Seoul, 2026 – Sistem layanan kesehatan Korea Selatan melaporkan peningkatan signifikan dalam pengadaan sarung tangan pemeriksaan sekali pakai menyusul penguatan arahan keselamatan medis yang dikeluarkan oleh Kementerian Kesehatan dan Kesejahteraan. Pusat-pusat medis besar, termasuk Rumah Sakit Universitas Nasional Seoul, telah mengkonfirmasi peningkatan pembelian sarung tangan pemeriksaan medis bersertifikat untuk mematuhi persyaratan inspeksi baru.
Lonjakan permintaan ini terutama menguntungkan sarung tangan sekali pakai berbahan nitril dan sarung tangan sekali pakai bebas bedak, yang kini mencakup sebagian besar konsumsi APD rumah sakit.
Sarung Tangan Sekali Pakai Bebas Bedak Menjadi Standar Nasional
Otoritas kesehatan kini sangat merekomendasikan penggunaan sarung tangan sekali pakai bebas bedak di ruang operasi, departemen rawat jalan, dan fasilitas diagnostik. Varian berbedak sebagian besar telah digantikan untuk meminimalkan risiko kontaminasi dan meningkatkan pengendalian kualitas udara.
Akibatnya, rumah sakit menstandarisasi kontrak seputar sarung tangan sekali pakai bebas bedak dalam kategori sarung tangan pemeriksaan sekali pakai yang lebih luas. Sarung tangan ini memberikan kenyamanan yang lebih baik dan prosedur pemakaian yang lebih aman bagi para profesional perawatan kesehatan.
Meningkatnya Preferensi terhadap Sarung Tangan Sekali Pakai Bebas Lateks
Kesadaran akan alergi lateks juga memengaruhi kebijakan pengadaan.
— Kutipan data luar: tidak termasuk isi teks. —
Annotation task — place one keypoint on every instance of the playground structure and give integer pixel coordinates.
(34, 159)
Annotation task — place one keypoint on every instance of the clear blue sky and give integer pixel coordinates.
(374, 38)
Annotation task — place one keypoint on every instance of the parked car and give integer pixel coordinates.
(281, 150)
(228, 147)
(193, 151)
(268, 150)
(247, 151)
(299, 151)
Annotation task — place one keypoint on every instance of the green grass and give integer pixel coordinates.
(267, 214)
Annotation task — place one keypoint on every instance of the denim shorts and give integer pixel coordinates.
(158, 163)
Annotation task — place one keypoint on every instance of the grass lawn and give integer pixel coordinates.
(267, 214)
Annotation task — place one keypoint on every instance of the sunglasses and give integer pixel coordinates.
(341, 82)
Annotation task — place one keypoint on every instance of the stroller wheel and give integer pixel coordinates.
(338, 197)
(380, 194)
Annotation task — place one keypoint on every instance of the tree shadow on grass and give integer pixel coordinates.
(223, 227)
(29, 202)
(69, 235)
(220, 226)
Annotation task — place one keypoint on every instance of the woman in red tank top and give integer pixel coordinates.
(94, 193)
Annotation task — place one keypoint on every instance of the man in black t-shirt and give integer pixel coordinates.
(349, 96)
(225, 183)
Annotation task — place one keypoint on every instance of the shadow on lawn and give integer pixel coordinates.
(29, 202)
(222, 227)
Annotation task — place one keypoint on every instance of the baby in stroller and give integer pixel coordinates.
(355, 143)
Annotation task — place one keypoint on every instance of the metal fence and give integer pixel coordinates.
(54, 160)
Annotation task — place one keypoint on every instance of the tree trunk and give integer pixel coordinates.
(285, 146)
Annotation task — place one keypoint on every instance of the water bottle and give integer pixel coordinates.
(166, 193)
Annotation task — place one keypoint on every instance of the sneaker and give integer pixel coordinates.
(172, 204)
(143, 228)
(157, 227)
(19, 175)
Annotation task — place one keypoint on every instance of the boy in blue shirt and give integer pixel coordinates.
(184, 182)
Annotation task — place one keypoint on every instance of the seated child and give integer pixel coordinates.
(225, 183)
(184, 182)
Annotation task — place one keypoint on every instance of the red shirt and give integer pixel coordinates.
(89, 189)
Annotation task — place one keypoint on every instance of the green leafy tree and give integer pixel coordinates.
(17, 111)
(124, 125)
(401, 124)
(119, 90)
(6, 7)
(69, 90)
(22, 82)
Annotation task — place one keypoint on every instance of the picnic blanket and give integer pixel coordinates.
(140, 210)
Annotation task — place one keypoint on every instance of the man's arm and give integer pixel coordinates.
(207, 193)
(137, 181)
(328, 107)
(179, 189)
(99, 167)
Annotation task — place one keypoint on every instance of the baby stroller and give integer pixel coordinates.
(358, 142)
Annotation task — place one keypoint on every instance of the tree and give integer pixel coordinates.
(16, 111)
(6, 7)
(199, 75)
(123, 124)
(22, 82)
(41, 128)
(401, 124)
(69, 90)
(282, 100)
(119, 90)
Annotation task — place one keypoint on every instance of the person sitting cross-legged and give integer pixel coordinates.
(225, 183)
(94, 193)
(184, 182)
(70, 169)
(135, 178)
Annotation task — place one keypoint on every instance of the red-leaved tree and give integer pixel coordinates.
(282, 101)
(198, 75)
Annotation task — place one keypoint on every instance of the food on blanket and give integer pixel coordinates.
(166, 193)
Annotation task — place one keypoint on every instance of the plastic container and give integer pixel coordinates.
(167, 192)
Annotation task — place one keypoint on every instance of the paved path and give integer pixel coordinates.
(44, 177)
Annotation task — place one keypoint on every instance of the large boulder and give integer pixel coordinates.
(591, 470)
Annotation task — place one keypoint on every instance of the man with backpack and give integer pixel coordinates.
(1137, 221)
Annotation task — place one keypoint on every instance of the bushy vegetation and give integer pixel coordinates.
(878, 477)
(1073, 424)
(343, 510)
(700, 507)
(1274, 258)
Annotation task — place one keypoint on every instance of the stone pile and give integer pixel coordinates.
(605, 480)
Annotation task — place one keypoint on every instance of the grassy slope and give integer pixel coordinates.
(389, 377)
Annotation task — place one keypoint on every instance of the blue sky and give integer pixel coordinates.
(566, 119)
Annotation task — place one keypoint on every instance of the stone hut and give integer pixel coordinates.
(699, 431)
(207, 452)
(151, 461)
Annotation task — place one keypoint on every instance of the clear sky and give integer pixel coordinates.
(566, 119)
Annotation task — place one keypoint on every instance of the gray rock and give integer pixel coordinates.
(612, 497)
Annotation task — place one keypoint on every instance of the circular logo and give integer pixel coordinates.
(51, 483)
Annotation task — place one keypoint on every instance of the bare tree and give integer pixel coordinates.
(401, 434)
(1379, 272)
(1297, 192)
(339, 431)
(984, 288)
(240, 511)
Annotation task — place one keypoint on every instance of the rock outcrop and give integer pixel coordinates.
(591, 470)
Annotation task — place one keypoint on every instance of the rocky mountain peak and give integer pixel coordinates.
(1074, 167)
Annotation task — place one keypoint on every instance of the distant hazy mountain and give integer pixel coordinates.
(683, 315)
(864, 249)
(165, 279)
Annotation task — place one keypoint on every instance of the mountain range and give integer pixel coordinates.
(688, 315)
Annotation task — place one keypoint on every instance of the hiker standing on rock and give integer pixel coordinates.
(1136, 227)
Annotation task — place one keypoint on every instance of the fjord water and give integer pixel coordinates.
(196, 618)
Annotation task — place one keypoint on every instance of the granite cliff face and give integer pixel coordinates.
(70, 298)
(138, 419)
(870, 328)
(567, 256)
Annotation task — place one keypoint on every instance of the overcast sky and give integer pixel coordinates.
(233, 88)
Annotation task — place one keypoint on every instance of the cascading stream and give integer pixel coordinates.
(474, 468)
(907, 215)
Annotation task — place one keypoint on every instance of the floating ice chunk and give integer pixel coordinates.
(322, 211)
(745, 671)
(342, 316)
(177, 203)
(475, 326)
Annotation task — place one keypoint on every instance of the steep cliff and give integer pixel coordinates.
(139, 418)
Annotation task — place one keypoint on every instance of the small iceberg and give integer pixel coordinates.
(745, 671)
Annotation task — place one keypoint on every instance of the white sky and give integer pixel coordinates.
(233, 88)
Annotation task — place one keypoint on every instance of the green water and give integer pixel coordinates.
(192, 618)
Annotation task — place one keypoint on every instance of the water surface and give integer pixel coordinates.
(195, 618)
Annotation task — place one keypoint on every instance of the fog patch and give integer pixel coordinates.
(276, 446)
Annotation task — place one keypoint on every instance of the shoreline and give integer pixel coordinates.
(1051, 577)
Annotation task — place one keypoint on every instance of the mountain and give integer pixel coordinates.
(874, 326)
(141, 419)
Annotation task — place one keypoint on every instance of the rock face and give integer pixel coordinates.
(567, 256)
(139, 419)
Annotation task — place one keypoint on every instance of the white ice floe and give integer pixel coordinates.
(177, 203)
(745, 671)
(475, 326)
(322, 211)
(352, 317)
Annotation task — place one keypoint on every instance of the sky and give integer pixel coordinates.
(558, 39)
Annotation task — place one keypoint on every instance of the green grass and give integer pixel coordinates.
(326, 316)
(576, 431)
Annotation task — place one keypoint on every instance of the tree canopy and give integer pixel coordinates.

Rumah sakit dan klinik semakin memilih sarung tangan sekali pakai non-lateks, khususnya sarung tangan sekali pakai nitril, karena sifat hipoalergeniknya.
Keunggulan sarung tangan sekali pakai berbahan nitril meliputi:
Ketahanan terhadap tusukan yang kuat
Ketahanan terhadap bahan kimia dan disinfektan
Fleksibilitas yang ditingkatkan
Cengkeraman yang lebih baik di lingkungan basah
Kualitas-kualitas ini menjadikan sarung tangan pemeriksaan medis yang terbuat dari nitril cocok untuk ruang gawat darurat, unit perawatan intensif, dan diagnostik laboratorium.
Memperluas Penggunaan di Luar Rumah Sakit
Di Korea Selatan, sarung tangan pemeriksaan medis tidak hanya terbatas di rumah sakit. Permintaan akan sarung tangan pemeriksaan sekali pakai meningkat di:
1. Klinik dermatologi kosmetik
2. Pusat perawatan gigi
3. Laboratorium Bioteknologi
4. Fasilitas pengujian kesehatan masyarakat
Sektor bioteknologi yang berkembang di negara ini membutuhkan sarung tangan sekali pakai non-lateks bersertifikat untuk memenuhi persyaratan laboratorium. Selain itu, program pemeriksaan kesehatan rutin mendorong kebutuhan berkelanjutan akan sarung tangan sekali pakai bebas bedak di seluruh negeri.
Penimbunan Strategis dan Produksi Lokal
Belajar dari gangguan pasokan di masa lalu, Korea Selatan telah memprioritaskan kapasitas manufaktur dalam negeri untuk sarung tangan pemeriksaan sekali pakai. Inisiatif yang didukung pemerintah mendukung produksi lokal sarung tangan sekali pakai berbahan nitril untuk mengurangi ketergantungan pada pemasok luar negeri.
Rumah sakit kini menyimpan persediaan cadangan sarung tangan pemeriksaan medis, untuk memastikan kesiapan menghadapi keadaan darurat kesehatan masyarakat. Perencanaan strategis ini telah menstabilkan harga dan memperkuat keandalan pasokan jangka panjang.
Prakiraan Pasar Hingga Tahun 2027
Para ahli industri memperkirakan pertumbuhan berkelanjutan di pasar sarung tangan pemeriksaan sekali pakai hingga tahun 2027. Audit peraturan, program pengendalian infeksi tingkat lanjut, dan perluasan kesehatan masyarakat akan mempertahankan permintaan untuk sarung tangan sekali pakai berbahan nitril, sarung tangan sekali pakai non-lateks, dan sarung tangan sekali pakai bebas bedak.
Transformasi standar keselamatan perawatan kesehatan menegaskan bahwa sarung tangan pemeriksaan medis tidak lagi dipandang sebagai barang habis pakai biasa, tetapi sebagai komponen penting dari infrastruktur kesehatan nasional.